"Gegner"-Unterhemd sorgt für Familienblock-Verbot
Ein Zwölfjähriger durfte nicht in den Familienblock, weil er ein Freiburg-Trikot als Unterhemd trug. Denn: Der Block gehört zum "Heim-Fanbereich".

Von Christiane Barth
Sinsheim. Ein übereifriger Angestellter des Sicherheitsdiensts im Stadion soll einem zwölfjährigen Kind und dessen Familie den Zutritt zum Heimspiel gegen Freiburg verweigert haben, weil der Filius ein Trikot des Spielgegners als Unterhemd trug. So schildern es die TSG-Fans empört; dies auch, weil der Ordner zuvor offenbar unsanft die Jacke des Kinds kontrolliert hat.
Die Familie aus vier Erwachsenen und zwei Kindern waren aus der Ortenau zum Bundesligaspiel ins 140 Kilometer entfernte Sinsheim gereist. "Es wurde zu einem Erlebnis der sehr unangenehmen Art", berichtet Walter Blatt aus Kappel-Grafenhausen. Mit den Tickets für den Familienblock sei die Familie gleich am Einlass gescheitert, weil eins der Kinder unter mehreren Kleidungsschichten ein Freiburg-Trikot trug. Dies sei ohne böse Absicht passiert – sondern weil es an jenem 30. April sehr kalt war.
Bei der Kartenkontrolle habe der Stadion-Ordner dann die blaue Jacke des zwölfjährigen Jungen gehoben und darunter das rote Freiburg-Trikot entdeckt. Regnerisch sei es gewesen, die Kinder hätten beide blaue Jacken und als unterstes Teil das rote Freiburg-Trikot getragen. Der Ordner am Einlass habe nun dem Kind den Eintritt zum Familienblock verwehrt. Die Mutter des Jungen, Michaela Schöffel, berichtet, sie habe dem Ordner vorgeschlagen, dem Kind das Trikot einfach auszuziehen. Doch den Wiedereinlass habe man ihr nicht gewährt.
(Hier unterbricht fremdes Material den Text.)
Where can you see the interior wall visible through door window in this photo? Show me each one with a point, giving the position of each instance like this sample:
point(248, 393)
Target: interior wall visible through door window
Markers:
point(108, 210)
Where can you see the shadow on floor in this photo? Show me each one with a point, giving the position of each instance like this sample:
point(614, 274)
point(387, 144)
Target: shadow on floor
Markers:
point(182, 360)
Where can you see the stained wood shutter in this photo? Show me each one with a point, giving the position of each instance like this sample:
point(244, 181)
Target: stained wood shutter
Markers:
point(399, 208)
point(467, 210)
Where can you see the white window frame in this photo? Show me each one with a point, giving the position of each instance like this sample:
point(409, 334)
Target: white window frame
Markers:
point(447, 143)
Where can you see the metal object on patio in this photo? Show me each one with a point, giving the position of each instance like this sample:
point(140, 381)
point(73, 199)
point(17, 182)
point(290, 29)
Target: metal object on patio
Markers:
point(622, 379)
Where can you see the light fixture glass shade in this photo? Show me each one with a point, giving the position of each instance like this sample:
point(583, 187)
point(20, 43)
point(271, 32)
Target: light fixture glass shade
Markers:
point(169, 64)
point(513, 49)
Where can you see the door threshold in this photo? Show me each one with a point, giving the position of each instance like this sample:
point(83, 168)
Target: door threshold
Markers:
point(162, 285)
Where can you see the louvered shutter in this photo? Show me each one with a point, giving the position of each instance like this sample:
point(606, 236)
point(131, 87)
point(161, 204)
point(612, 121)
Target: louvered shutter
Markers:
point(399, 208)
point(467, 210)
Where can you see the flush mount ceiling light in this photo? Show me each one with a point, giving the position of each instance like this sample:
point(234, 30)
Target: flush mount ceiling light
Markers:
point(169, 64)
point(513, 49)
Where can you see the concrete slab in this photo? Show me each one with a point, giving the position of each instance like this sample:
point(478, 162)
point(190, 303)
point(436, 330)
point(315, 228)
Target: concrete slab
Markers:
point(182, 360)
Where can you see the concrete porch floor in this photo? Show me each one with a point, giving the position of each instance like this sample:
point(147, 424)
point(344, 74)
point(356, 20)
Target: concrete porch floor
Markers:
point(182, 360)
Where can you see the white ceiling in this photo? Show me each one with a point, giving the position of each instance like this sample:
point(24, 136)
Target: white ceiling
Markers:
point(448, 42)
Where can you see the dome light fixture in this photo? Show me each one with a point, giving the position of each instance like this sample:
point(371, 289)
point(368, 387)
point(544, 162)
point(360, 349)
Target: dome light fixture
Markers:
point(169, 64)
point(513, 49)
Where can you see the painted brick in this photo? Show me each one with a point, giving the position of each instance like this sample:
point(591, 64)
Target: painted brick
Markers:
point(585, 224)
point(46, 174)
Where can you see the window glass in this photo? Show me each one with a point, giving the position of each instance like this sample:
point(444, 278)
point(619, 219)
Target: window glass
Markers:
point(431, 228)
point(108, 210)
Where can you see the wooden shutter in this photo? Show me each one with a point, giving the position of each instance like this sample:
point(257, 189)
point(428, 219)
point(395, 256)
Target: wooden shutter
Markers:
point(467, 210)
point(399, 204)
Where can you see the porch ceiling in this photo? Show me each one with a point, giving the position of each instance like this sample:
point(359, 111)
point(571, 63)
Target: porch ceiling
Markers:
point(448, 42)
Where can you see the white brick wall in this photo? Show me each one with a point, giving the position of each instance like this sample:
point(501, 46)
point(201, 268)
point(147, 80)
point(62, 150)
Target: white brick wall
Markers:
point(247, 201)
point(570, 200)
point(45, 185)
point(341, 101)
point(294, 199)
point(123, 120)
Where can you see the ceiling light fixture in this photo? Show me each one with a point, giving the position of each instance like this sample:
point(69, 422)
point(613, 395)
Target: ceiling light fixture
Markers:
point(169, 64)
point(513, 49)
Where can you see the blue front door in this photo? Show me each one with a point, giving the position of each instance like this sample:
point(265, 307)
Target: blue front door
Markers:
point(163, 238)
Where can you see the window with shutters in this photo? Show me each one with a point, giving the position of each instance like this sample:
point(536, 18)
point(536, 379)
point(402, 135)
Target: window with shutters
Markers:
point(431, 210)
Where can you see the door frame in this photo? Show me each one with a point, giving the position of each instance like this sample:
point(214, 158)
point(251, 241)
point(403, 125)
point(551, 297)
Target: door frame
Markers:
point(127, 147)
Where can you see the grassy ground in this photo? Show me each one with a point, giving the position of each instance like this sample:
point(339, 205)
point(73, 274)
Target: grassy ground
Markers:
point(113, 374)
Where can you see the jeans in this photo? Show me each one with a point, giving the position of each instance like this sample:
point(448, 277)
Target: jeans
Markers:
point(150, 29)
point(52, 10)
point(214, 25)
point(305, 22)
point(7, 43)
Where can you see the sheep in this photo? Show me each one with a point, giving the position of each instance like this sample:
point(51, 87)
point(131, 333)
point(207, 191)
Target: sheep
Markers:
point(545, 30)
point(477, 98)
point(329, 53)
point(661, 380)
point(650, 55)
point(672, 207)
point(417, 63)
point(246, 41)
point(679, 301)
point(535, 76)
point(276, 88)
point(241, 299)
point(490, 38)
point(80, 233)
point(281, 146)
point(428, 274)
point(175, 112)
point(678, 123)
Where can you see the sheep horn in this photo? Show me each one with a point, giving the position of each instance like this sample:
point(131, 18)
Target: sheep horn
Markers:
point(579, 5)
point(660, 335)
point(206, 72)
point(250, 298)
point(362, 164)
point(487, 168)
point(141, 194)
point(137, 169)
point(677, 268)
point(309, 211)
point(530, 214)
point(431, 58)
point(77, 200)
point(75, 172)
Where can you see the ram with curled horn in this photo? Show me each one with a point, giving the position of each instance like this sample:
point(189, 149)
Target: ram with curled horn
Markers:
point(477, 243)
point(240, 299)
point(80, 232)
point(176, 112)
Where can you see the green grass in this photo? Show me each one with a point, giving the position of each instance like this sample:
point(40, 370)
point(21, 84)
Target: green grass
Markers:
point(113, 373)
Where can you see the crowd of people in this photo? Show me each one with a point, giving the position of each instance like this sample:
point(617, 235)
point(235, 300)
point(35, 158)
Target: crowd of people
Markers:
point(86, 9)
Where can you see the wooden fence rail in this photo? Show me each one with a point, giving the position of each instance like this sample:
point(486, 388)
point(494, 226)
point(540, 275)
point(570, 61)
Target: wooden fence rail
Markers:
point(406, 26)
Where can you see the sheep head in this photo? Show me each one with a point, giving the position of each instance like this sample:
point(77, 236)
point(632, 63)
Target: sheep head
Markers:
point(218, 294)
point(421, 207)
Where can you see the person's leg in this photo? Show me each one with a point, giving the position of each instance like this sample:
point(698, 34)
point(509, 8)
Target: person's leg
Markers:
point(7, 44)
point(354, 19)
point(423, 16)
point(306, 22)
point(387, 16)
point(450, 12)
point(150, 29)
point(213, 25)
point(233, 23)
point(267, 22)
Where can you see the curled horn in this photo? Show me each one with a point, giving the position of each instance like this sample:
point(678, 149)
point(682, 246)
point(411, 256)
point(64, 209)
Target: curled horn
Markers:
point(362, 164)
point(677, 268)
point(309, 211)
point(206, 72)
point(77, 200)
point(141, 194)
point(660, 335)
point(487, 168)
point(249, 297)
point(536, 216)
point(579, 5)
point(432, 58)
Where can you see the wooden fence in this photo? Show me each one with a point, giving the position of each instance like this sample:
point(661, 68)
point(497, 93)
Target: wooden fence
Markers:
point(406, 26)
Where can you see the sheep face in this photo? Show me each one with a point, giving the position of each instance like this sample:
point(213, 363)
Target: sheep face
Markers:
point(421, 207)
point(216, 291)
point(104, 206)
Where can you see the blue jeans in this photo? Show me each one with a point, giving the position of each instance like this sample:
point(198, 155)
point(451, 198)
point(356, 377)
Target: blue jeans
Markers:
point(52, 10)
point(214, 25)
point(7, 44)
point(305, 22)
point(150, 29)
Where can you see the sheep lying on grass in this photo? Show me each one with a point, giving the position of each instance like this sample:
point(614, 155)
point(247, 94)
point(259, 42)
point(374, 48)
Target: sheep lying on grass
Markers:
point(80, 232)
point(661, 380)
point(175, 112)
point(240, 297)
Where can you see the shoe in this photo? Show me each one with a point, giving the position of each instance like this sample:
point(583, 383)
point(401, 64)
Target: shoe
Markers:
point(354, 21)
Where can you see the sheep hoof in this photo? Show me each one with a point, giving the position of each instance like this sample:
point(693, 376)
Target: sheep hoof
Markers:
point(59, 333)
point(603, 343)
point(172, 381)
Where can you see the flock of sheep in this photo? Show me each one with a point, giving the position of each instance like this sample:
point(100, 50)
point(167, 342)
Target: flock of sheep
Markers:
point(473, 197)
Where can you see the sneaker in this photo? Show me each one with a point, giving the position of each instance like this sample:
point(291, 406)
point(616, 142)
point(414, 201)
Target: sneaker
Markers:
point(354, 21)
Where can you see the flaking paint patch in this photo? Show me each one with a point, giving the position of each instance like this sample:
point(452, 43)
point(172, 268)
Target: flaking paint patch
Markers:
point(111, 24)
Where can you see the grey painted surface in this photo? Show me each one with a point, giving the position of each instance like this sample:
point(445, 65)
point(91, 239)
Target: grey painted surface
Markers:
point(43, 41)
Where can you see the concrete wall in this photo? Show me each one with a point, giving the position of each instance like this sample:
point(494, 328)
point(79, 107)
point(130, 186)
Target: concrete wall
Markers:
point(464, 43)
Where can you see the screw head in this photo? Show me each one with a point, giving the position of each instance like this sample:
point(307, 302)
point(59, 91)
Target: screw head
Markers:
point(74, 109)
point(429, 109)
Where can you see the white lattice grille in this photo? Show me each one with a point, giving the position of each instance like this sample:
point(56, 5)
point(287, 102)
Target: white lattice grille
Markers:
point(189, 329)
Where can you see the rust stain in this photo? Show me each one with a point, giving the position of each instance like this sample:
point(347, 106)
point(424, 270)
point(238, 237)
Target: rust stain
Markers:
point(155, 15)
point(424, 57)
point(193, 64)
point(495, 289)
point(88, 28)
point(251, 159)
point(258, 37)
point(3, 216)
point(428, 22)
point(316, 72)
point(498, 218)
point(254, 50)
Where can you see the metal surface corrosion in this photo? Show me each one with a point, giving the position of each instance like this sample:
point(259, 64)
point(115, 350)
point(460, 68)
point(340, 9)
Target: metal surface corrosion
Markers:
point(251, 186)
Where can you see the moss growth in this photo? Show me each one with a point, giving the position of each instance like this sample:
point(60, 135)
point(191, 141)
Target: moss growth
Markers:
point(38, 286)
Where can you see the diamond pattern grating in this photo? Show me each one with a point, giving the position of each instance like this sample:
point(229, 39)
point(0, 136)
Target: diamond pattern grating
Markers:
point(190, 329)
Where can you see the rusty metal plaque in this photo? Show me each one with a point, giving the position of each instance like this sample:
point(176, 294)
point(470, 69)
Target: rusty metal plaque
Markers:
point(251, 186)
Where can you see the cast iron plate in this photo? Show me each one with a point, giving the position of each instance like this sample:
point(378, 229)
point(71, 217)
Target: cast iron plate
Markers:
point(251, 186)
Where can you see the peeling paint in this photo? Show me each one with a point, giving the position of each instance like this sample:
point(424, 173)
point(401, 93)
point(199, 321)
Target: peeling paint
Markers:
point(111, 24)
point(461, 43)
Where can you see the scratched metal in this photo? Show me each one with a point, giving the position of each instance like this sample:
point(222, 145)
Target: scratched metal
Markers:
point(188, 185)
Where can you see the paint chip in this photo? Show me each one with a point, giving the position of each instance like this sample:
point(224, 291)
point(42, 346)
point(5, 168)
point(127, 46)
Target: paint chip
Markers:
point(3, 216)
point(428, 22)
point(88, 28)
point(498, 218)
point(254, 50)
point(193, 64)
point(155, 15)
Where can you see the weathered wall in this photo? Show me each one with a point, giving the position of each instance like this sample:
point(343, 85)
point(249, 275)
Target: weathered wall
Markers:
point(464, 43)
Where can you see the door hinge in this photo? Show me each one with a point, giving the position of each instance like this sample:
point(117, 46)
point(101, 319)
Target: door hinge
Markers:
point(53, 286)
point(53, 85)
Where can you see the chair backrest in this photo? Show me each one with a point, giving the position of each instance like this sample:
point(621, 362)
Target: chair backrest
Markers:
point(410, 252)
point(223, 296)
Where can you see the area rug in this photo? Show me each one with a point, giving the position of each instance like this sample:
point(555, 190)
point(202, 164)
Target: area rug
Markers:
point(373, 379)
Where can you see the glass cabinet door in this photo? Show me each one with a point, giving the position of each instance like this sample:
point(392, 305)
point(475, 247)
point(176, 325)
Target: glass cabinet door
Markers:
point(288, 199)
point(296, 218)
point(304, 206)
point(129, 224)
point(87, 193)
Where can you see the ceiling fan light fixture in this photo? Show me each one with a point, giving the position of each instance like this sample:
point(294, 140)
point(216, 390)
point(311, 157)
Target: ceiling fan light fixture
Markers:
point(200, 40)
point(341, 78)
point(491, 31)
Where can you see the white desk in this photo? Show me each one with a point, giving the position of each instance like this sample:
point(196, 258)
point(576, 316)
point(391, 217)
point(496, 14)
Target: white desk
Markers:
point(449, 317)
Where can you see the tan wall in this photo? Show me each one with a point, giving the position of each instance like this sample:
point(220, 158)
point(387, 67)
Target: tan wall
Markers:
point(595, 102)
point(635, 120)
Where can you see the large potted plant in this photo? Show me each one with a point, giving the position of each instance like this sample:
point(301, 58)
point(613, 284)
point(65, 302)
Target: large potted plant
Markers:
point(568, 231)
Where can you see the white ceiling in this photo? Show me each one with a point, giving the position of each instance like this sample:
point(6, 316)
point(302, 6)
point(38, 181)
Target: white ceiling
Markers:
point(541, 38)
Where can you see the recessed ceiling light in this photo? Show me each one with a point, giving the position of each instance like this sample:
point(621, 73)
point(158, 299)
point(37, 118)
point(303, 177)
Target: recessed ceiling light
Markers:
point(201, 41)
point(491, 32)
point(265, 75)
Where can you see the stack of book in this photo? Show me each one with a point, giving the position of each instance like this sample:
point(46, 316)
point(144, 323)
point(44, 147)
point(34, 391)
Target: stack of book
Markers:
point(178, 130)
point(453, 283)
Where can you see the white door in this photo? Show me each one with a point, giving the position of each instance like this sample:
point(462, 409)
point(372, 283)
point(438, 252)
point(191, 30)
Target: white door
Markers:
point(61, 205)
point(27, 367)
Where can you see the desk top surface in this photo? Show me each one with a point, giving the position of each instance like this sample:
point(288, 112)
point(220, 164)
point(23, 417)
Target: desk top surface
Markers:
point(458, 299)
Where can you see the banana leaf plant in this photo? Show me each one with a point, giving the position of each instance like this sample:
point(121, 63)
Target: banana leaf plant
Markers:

Nach dem Spiel habe sie sich über die Website der TSG Hoffenheim beschwert und daraufhin eine Rückmeldung von Alexander Eicker vom Sicherheitsmanagement erhalten. Dieser habe ihr mitgeteilt, der Eintritt in den Gästefanblock sei – auch als Wiedereinlass nach Ablegen der Fankleidung einer gegnerischen Mannschaft – laut Stadionordnung nicht erlaubt. Die Mutter vermisst hier die "Verhältnismäßigkeit"; es fehle an Augenmaß und Fingerspitzengefühl: "Es geht doch um ein Kind", sagt sie.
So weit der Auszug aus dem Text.